By Susan Heath
While we are all enjoying the holiday season, our birds will continue their regular routine of finding food and water each day and shelter each night. We can help them out in a number of ways starting with keeping our feeders clean and full. Bird feeders can be a source of disease if they aren’t kept clean so make sure you take them down and clean them every couple of months. The birds will certainly appreciate you keeping them full when it’s cold outside!
In addition to seed, you can provide suet, which is a high-energy mix that can be homemade or store-bought. I make mine at home and the birds absolutely love it. Mix the following in a large bowl: 2 cups cornmeal, 2 cups quick oats, 1 cup flour, 1 ½ cups lard melted in microwave, and 1 cup chunky peanut butter. Stir until mixed well and spread the mixture out in a couple of bread pans to ½ inch thickness. Refrigerate until hard and then cut to a size that will fit in a suet basket. You can buy suet baskets locally at Tractor Supply, Lowe’s or Home Depot. Hang it in your yard and watch the action!
Another thing you can do to help the birds this holiday season is to keep your yard bird-friendly. Birds need water, of course, and you can put in a bird bath or water dripper for them. The Blue Jays love to bathe in our bird bath and sometimes they line up waiting their turn, which is very fun to watch. They really go at it when they get in the water, too.
You can provide a lot of natural food by planting native plants and removing exotic ones. Native plants provide more food resources in the form of berries, nuts, and seeds but they also host more insects than exotic ones because our native fauna are not adapted to live on exotic plant varieties. Gulf Coast Bird Observatory has thousands of native plants for sale at the Native Plant Nursery that are specifically cultivated to benefit birds.

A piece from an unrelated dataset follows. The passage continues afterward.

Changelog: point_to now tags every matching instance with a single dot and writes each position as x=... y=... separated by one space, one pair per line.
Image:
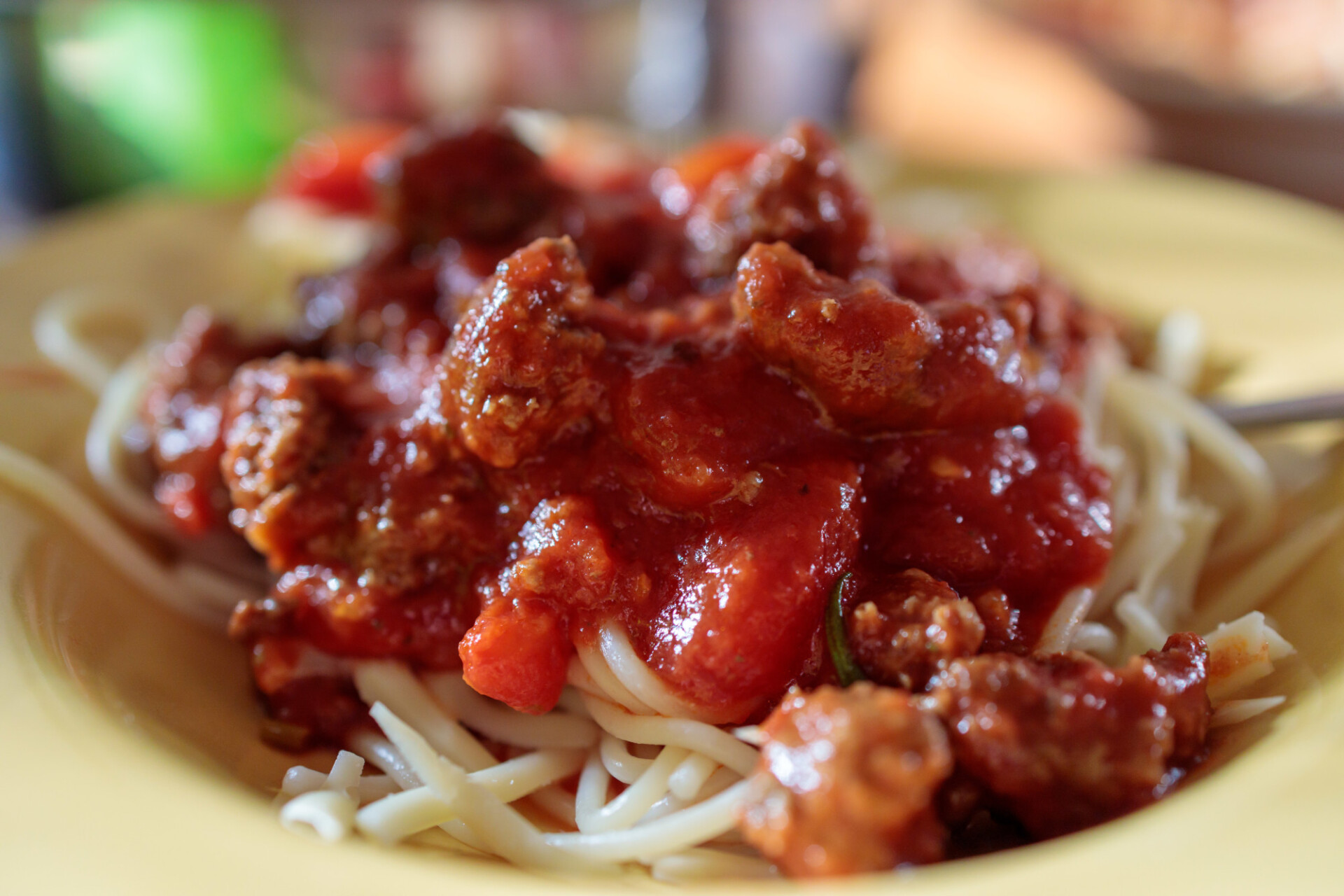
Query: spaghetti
x=594 y=754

Birds also need a safe place to roost each night, and contrary to popular belief they do not roost in a nest. Some birds will roost in a nest box but most of them roost in a sheltered area of thick vegetation. Providing native plants can help out with this too but you can also make a brush pile with branches that have fallen or that you’ve trimmed. This will provide a safe place to roost at night and also to hide in during the day if a predator is around.
One final thing you can do for our birds is to keep your cats indoors. Research has demonstrated that even well-fed cats will hunt and kill birds, small reptiles, and amphibians. Kitty just can’t help himself, and our birds suffer for it. Cats are actually healthier if kept inside and they won’t get run over by a car. PetSmart and Petco have living greens for cats that you can keep inside, so your kitty can still have something green to munch on without going outside and putting our birds at risk. So let’s all get together and do something good for the birds this Christmas!